A three-dimensional Wiener–Hopf technique for general bodies of revolution, Part I: Symmetrization and factorization of the integral equation’s kernel.

Abstract

This is the first of a two-part paper on the development of analytic solutions of acoustic scattering and/or radiation from arbitrary bodies of revolution under heavy fluid loading. The approach followed is the construction of a 3-D Wiener–Hopf technique with Fourier transforms that operate on the finite object’s arclength variable (the object’s practical finiteness comes about, in a Wiener–Hopf sense, by formally bringing to zero the radius of its semi-infinite generator curve for points beyond a prescribed station). Unlike in the classical case of a planar semi-infinite geometry, the kernel of the integral equation is nontranslational and therefore with independent wavenumber spectra for its receiver and source arclengths.

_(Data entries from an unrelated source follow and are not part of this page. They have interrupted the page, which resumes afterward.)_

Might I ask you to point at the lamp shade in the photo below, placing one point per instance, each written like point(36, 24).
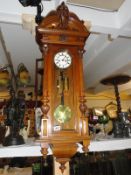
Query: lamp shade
point(23, 75)
point(4, 77)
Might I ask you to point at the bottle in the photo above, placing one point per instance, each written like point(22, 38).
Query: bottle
point(36, 169)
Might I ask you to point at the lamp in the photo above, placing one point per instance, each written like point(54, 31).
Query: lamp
point(14, 109)
point(30, 2)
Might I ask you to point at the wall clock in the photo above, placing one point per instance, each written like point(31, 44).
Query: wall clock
point(61, 37)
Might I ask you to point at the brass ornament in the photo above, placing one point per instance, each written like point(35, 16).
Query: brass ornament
point(62, 114)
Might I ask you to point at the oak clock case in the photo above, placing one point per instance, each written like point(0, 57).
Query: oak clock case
point(61, 37)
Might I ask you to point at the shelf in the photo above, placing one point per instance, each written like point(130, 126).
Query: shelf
point(31, 149)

The solution procedure applies a symmetrizing spatial operator that reconciles the regions of (+) and (−) analyticity of the kernel’s two-wavenumber transform with those of the virtual sources. The spatially symmetrized integral equation is of the Fredholm second kind and thus with a strong unit “diagonal”–a feature that makes possible the Wiener–Hopf factorization of its transcendental doubly transformed kernel via secondary spectral manipulations. The second of this two-part paper describes how the theory addresses departures from axisymmetry through substructuring techniques and demonstrates the analysis for canonical problems of fluid-structure interaction.